To evaluate the benefits and harms of different interventions used in children with idiopathic nephrotic syndrome, who do not achieve remission following four weeks or more of daily corticosteroid therapy.

Search strategy: 

We searched Cochrane Kidney and Transplant's Specialised Register (up to 2 March 2016) through contact with the Information Specialist using search terms relevant to this review.

Selection criteria: 

RCTs and quasi-RCTs were included if they compared different immunosuppressive agents or non-immunosuppressive agents with placebo, prednisone or other agent given orally or parenterally in children aged three months to 18 years with SRNS.

Data collection and analysis: 

Two authors independently searched the literature, determined study eligibility, assessed risk of bias and extracted data. For dichotomous outcomes, results were expressed as risk ratios (RR) and 95% confidence intervals (CI). Data were pooled using the random effects model.

Main results: 

Nineteen RCTs (820 children enrolled; 773 evaluated) were included. Most studies were small. Eleven studies were at low risk of bias for allocation concealment and only four studies were at low risk of performance bias. Fifteen, eight and 10 studies were at low risk of detection bias, attrition bias and reporting bias respectively. Cyclosporin when compared with placebo or no treatment significantly increased the number of children who achieved complete remission. However this was based on only eight children who achieved remission with cyclosporin compared with no children who achieved remission with placebo/no treatment in three small studies (49 children: RR 7.66, 95% CI 1.06 to 55.34). Calcineurin inhibitors significantly increased the number with complete or partial remission compared with IV cyclophosphamide (2 studies, 156 children: RR 1.98, 95% CI 1.25 to 3.13; I2 = 20%).
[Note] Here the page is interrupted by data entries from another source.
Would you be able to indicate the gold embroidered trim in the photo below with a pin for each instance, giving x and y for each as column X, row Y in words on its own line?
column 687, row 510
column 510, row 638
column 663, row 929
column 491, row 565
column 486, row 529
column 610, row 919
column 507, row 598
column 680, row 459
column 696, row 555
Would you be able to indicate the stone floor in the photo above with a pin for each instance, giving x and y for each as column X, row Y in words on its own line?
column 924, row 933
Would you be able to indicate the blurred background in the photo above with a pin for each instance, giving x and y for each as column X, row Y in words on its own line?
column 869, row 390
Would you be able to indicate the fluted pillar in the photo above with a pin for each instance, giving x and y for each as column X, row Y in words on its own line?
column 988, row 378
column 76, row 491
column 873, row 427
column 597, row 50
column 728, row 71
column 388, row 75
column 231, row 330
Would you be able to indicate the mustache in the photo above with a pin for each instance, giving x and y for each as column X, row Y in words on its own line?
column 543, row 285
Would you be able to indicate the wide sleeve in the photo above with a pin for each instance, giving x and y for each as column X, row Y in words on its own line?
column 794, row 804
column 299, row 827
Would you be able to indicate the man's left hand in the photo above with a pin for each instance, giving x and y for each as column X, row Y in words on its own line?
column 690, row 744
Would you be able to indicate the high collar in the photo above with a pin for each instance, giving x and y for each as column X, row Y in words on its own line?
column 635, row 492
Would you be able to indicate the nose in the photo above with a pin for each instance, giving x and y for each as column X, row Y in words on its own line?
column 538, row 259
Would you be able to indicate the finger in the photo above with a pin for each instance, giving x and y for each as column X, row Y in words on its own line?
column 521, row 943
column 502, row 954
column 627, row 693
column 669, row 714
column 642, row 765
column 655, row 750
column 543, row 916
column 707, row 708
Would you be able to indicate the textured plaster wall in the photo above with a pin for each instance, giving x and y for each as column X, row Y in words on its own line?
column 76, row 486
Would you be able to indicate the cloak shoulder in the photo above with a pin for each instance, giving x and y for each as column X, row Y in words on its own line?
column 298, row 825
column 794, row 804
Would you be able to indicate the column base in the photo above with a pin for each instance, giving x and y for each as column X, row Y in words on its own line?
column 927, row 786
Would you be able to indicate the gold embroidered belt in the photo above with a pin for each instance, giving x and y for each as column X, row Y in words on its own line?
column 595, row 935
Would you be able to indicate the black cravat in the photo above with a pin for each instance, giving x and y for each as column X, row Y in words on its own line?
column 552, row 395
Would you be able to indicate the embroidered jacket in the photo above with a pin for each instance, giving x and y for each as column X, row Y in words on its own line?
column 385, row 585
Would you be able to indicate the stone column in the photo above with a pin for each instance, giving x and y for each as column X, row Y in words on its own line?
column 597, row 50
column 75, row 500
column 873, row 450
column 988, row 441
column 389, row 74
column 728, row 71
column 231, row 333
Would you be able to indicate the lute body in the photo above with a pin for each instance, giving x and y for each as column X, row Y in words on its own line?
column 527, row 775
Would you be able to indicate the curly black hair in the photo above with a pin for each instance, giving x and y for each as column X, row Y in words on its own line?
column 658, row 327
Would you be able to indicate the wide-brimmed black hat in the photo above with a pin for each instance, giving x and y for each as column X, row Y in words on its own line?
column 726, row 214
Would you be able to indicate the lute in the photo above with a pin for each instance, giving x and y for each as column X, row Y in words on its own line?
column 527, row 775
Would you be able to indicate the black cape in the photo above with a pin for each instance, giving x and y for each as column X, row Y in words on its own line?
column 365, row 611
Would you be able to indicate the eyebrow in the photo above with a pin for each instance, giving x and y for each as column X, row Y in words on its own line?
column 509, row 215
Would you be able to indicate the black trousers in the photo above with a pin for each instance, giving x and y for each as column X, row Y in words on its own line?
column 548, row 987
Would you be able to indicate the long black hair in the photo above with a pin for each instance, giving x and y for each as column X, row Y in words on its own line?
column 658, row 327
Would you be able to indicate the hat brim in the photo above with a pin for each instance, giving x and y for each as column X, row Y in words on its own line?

There was no significant differences in the number who achieved complete remission between tacrolimus versus cyclosporin (1 study, 41 children: RR 0.86, 95% CI 0.44 to 1.66), cyclosporin versus mycophenolate mofetil plus dexamethasone (1 study, 138 children: RR 2.14, 95% CI 0.87 to 5.24), oral cyclophosphamide with prednisone versus prednisone alone (2 studies, 91 children: RR 1.06, 95% CI 0.61 to 1.87), IV versus oral cyclophosphamide (1 study, 11 children: RR 3.13, 95% CI 0.81 to 12.06), IV cyclophosphamide versus oral cyclophosphamide plus IV dexamethasone (1 study, 49 children: RR 1.13, 95% CI 0.65 to 1.96), and azathioprine with prednisone versus prednisone alone (1 study, 31 children: RR 0.94, 95% CI 0.15 to 5.84). One study found no significant differences between three agents (cyclophosphamide, mycophenolate mofetil, leflunomide) used in combination with tacrolimus and prednisone. One study found no significant difference in the percentage reduction in proteinuria (31 children: -12; 95% CI -73 to 110) between rituximab with cyclosporin/prednisolone and cyclosporin/prednisolone alone. Two studies reported ACEi significantly reduced proteinuria.